Indonesia has voiced its support for the nomination of Kristalina Georgieva, currently chief executive officer of the World Bank, as the new chief of the International Monetary Fund (IMF) to replace Christine Lagarde.
Maritime Affairs Coordinating Minister Luhut B. Pandjaitan said that for Indonesia, Georgieve would be the right person to lead the IMF because as a Belgian national, she had a good understanding of developing countries.
“In my opinion, as we often met during IMF-World Bank meetings in Bali [in October 2018], she is the right person to become the chief of the IMF,” Luhut said in his office in Jakarta on Tuesday.

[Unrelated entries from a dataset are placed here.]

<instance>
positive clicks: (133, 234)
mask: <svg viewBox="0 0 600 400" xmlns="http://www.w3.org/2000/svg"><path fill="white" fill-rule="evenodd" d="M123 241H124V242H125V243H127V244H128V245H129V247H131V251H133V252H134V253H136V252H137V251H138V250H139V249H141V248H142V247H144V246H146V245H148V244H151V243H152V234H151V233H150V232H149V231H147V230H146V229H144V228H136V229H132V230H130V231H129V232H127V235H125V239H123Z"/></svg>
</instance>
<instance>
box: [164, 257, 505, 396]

Luhut described Georgieve as having an attractive personality and a hard worker. With her background as a Bulgarian national, she supports developing nations, he said.

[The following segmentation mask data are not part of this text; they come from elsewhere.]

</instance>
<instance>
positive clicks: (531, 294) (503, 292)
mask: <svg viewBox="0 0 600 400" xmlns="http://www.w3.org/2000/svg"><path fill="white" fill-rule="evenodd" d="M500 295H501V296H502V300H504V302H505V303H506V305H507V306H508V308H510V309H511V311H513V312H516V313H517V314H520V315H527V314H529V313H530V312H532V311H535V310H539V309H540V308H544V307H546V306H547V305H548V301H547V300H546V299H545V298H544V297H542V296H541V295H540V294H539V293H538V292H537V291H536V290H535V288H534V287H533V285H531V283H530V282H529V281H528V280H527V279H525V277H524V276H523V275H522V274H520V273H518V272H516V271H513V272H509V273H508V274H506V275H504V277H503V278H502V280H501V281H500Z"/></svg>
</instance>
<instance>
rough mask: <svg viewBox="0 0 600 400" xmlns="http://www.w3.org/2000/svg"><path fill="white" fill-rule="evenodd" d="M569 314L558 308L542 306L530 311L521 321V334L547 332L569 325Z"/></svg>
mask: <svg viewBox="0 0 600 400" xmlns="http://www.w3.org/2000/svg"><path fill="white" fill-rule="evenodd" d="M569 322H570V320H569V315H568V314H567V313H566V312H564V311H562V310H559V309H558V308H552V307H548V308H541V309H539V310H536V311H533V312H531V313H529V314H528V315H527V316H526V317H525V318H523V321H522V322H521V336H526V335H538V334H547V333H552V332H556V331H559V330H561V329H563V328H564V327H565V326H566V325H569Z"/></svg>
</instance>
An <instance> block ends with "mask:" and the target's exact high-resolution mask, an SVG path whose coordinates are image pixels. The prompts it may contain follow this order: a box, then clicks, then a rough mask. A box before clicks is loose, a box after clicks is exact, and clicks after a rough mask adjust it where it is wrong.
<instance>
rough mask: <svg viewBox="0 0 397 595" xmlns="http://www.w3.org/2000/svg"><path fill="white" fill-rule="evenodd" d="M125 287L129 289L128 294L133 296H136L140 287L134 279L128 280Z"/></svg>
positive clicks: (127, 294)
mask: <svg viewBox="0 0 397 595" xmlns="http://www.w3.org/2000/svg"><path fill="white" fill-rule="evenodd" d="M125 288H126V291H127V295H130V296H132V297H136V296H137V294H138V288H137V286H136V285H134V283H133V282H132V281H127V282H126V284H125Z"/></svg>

European Union governments picked Georgieva as the bloc’s candidate to lead the IMF after more than 12 hours of talks on August 2, which highlighted the EU’s internal divisions, Reuters reported.
The 65-year-old World Bank chief executive got the backing of a majority 28 EU states, defeating the Dutch candidate Jeroen Dijsselbloem after two rounds of voting and prolonged negotiations.
Georgieva is a center-right politician who grew up in Bulgaria under communism before a career that brought her to the top of the World Bank and the European Commission.
Last month, Lagarde resigned as the managing director of IMF to take on a new role as the next head of the European Central Bank (ECB).